You can’t do this at work, of course; but you can in families.
It was a sort of madness. An honest conversation was exactly what their marriage needed; but it was the one thing they were unable to have.
‘I think we both feared the consequences,’ he said. ‘But it’s exhausting living with this elephant in the room. Really exhausting.’
Or take the couple who ‘cannot decide about children.’
‘We just go from year to year not deciding.’
‘Do you talk about it?’
‘Not really, no – I don’t want to upset her. And she doesn’t want to make it an issue. We don’t talk about it.’
Or again, take the family who all knew their dad was gay…though it was never mentioned. That truth inhabited every family transaction and so much of the awkwardness. ‘But no one spoke of it; the stakes were too high. I mean, where would it have gone?’
One might imagine, if one was new to these things, that relationships/families would be just the best places for truth.
Here, surely, everything can be talked about and decisions easily made?
Yet you may have discovered this is not so.

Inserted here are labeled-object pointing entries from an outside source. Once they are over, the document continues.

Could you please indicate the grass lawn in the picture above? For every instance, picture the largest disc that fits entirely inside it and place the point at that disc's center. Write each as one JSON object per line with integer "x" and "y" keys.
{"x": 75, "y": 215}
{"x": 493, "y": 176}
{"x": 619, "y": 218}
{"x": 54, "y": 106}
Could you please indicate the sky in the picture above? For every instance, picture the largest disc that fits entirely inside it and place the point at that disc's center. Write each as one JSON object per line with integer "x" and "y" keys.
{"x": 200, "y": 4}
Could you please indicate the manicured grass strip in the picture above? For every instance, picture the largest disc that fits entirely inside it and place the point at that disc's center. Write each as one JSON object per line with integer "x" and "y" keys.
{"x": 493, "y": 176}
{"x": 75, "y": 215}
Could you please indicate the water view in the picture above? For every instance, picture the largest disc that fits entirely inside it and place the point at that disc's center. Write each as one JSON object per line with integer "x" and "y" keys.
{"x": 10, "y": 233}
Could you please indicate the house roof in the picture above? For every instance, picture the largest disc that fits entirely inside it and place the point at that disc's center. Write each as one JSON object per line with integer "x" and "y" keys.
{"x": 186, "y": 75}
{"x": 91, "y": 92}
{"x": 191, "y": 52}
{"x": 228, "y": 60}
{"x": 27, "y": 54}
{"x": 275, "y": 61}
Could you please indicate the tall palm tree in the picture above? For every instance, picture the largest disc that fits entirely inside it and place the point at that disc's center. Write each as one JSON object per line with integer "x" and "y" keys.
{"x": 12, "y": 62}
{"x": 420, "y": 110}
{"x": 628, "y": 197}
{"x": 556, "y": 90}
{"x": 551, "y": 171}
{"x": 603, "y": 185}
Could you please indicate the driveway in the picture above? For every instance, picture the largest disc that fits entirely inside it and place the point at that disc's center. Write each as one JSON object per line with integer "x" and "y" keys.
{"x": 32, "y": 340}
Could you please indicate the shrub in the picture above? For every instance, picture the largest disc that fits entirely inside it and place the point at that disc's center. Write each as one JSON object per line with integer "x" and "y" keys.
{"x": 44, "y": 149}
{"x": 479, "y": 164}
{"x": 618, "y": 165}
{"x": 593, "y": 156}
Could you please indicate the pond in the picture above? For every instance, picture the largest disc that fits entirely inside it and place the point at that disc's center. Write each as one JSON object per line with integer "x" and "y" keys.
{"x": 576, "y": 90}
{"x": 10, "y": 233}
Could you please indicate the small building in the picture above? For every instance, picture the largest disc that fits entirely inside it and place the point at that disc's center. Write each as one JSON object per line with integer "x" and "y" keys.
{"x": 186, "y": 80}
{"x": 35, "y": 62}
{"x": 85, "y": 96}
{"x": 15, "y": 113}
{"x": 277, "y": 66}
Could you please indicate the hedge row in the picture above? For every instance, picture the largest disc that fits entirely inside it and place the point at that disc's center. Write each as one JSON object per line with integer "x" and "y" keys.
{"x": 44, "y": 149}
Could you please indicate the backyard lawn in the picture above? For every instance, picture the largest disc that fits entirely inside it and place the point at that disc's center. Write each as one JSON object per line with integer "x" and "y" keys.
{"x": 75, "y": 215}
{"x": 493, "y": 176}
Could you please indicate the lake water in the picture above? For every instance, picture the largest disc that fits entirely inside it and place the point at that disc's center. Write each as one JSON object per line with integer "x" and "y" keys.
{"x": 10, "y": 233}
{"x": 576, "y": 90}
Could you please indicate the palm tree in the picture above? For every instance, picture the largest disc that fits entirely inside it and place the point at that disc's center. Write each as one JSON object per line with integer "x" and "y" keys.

Instead, in partnerships, marriages and families across the land, we witness the silence of relationship – a climate where truth must take second place to keeping the show on the road/not rocking the boat/avoiding conflict or violence.
Whatever our role, something in us dies when, whether willingly or unwillingly, we take part in this transaction; yet it can seem the better way. Perhaps the only way.
Sanity is being present to, and offering to others, the truth of who we are and how we feel, without edit and without hiding part of ourselves.
In maintaining the silence of relationship, we opt into low-grade insanity – ‘for the good of the cause’, as one person put it.
I understand the pull and the pressure of the silence, and have known it myself –
though in the end, I’m for sanity, where there is more joy.